Bonds sold by Intelsat surged on Monday after it was reported that the deeply indebted satellite operator was nearing a deal with Japan’s Softbank to merge with OneWeb, a satellite startup backed by the technology behemoth.

The deal was expected to be unveiled shortly and include a capital injection of $1.7bn in cash from Softbank, some of which was to be used to pay off bondholders, according to a person briefed on the deal.

The company’s debt maturing in 2023 whipsawed after initial reports of the tie-up, rising from 43 cents on the dollar to a high of 62 cents before paring some of its advance. The group’s 2024 maturing bonds jumped 14 cents on the dollar to 80 cents. The advance in the bonds accompanied a 25 per cent surge in the company’s price in New York.

Intelsat has laboured under a debt load of more than $15bn after its 2008 leveraged buyout by private equity groups BC Partners and Silver Lake.

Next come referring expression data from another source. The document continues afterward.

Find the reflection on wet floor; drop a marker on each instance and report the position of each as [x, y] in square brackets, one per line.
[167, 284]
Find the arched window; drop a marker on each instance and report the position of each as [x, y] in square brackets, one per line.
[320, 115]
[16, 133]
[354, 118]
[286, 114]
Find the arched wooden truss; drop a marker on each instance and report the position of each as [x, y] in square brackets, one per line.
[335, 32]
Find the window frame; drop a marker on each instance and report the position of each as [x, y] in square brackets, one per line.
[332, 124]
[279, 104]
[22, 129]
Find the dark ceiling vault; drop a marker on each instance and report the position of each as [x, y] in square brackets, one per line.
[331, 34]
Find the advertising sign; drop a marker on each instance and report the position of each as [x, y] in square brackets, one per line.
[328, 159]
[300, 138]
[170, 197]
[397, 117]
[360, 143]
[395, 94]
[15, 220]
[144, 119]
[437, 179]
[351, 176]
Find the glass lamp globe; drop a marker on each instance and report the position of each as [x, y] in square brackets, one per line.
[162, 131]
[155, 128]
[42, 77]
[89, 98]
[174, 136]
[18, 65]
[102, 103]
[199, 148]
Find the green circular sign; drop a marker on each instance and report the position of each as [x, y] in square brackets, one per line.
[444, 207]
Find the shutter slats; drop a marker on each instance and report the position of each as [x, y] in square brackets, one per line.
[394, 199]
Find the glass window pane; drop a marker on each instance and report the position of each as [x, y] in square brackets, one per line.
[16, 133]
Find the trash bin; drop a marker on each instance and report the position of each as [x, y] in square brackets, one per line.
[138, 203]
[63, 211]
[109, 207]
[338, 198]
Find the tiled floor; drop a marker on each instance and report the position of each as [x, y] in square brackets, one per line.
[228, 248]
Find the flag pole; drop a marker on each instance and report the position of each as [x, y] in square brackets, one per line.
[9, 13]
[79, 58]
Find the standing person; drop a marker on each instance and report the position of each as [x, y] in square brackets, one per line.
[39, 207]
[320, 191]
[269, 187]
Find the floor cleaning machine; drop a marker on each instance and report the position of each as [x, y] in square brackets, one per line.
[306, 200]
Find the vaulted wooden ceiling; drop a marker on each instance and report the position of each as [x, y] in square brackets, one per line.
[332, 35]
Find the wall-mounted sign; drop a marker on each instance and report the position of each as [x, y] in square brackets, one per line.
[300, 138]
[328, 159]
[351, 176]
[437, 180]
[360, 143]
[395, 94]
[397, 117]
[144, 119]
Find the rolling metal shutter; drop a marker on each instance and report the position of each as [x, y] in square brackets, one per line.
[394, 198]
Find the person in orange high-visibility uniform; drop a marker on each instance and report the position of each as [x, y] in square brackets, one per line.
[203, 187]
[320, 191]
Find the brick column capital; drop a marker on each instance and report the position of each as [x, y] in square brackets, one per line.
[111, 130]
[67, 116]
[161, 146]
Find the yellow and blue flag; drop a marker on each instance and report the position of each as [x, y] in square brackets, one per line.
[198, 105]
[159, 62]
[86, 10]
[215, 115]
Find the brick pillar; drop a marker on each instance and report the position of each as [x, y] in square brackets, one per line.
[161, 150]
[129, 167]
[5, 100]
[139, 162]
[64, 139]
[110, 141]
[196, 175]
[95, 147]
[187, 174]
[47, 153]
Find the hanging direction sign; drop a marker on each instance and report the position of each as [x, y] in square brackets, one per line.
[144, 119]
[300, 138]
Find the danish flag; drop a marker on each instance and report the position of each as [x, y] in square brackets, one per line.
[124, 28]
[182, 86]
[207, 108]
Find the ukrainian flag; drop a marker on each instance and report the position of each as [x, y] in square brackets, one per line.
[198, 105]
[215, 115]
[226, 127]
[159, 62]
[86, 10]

The company has completed a series of distressed debt exchanges to reduce liquidity strains, moves rating agency S&P Global has said constitutes default.

Intelsat was poised to report fourth-quarter results before market open on Tuesday, February 28.

The Luxembourg-based company has struggled to grow revenues since its buyout, with sales sliding each of the last three years. Jacques Kerrest, Intelsat’s chief financial officer, told analysts on a conference call in October that the company’s priority last year was to “raise liquidity” through the debt exchanges.